Symphony No.7 in C, Op.105
Piano Concerto No.25 in C, K503
Symphony No.2 in C, Op.61

Imogen Cooper (piano)

London Symphony Orchestra
Daniel Harding

Reviewed by: Colin Anderson

Reviewed: 19 October, 2008
Venue: Barbican Hall, London

Daniel HardingA concert of three masterpieces in which the performances of the two symphonies were impressive in parts and the concerto stole the show. A concert, too, in which some LSO principals were not regular ones, although each was distinguished – particularly timpanist Antoine Bedewi who gave a superb display (crisp, dynamic and vital) and Fany Maselli (her bassoon purred in the Mozart!).

Although six double bassists was the maximum for the evening, there was no lack of foundation for Sibelius’s final symphony. Indeed, this ‘shortage’ of numbers added to the lucidity of Daniel Harding’s clear-sighted and richly expressive interpretation (radiating from centrally placed violas and cellos, violins antiphonal). If Harding’s view was less monumental than the well-established one of Sir Colin Davis’s with this orchestra (although his tempos were equally spacious), Harding’s concern for polyphony and transitions paid many dividends and the trombone statements (nobly played by Katy Jones) were both organic and significant. What didn’t quite come off was the final climax and its aftermath, the former not as momentous as needed, the latter slightly slack in pace and bordering on the sentimental, enough to ‘distort’ Sibelius’s symphonic edifice.

In Schumann’s Second Symphony, Harding took an age to traverse the Sostenuto assai introduction and lost some woodwind detail to brass; he also held back the Allegro (yes, there is a ‘ma non troppo’ qualification), but this was a little too reined-in, emotions under wraps, to the extent that the speeding-up for the coda sounded as an add-on. The scherzo though was a tour de force, played with brilliant deftness at a fizzing tempo, the second trio wonderfully coloured, and yet with something held in reserve for an electrifying coda, before turning to a blissful account of the wondrous Adagio, not as lit from within as ideal but leaving in no doubt as to this movement being a ‘highpoint’ in 19th-century music. The finale was uncommonly well observed in terms of texture – it bubbled and cavorted to an in-scale yet triumphant coda and a further example of magnificent timpani-playing.
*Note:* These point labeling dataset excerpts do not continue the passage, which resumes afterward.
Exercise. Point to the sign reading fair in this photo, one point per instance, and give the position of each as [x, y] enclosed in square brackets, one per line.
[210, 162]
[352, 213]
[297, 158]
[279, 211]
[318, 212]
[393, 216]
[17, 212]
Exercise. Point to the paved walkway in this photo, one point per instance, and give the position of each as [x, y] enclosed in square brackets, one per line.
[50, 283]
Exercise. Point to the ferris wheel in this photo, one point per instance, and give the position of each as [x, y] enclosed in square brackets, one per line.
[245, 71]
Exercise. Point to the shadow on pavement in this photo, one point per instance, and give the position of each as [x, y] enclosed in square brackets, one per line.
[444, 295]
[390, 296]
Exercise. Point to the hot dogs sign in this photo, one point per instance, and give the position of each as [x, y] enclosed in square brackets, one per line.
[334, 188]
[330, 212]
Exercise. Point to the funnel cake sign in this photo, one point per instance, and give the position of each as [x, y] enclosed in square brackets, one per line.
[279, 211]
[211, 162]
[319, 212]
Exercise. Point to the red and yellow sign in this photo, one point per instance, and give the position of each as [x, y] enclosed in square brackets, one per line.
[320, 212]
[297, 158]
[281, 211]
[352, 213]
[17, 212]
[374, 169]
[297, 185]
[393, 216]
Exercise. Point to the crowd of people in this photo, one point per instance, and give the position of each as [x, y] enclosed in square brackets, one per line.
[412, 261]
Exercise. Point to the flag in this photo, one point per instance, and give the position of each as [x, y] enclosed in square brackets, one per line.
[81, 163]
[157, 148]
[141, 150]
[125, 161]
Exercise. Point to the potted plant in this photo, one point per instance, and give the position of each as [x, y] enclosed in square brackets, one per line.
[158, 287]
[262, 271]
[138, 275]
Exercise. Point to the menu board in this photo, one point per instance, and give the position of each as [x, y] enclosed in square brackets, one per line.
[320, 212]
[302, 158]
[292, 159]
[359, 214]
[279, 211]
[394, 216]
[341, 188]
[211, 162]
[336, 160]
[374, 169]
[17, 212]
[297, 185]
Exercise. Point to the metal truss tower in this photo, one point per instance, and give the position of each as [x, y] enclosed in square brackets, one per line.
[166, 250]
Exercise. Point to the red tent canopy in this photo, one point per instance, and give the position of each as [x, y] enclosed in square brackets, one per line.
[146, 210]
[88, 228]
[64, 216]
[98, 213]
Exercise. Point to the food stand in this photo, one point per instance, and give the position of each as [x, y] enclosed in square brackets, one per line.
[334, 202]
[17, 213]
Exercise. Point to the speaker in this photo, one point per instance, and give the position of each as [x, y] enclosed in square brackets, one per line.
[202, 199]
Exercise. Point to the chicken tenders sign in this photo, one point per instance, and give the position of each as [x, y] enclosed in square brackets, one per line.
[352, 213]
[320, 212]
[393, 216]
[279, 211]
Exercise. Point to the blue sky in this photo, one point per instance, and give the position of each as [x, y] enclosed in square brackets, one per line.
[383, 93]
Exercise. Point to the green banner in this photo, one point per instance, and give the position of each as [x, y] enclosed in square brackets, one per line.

Imogen Cooper was in top form for one of Mozart’s greatest works, her playing notable for its subtlety and purpose; so natural, so revealing. Harding and the LSO proposed a suitably ‘maestoso’ tempo for the first movement to which Cooper responded with grace and elevation, Alfred Brendel’s cadenza a brilliantly inventive foil. The pathos of the slow movement was fully brought out, and the finale found Cooper in impish mood, discovering a box of delights without seeking novelty for its own sake.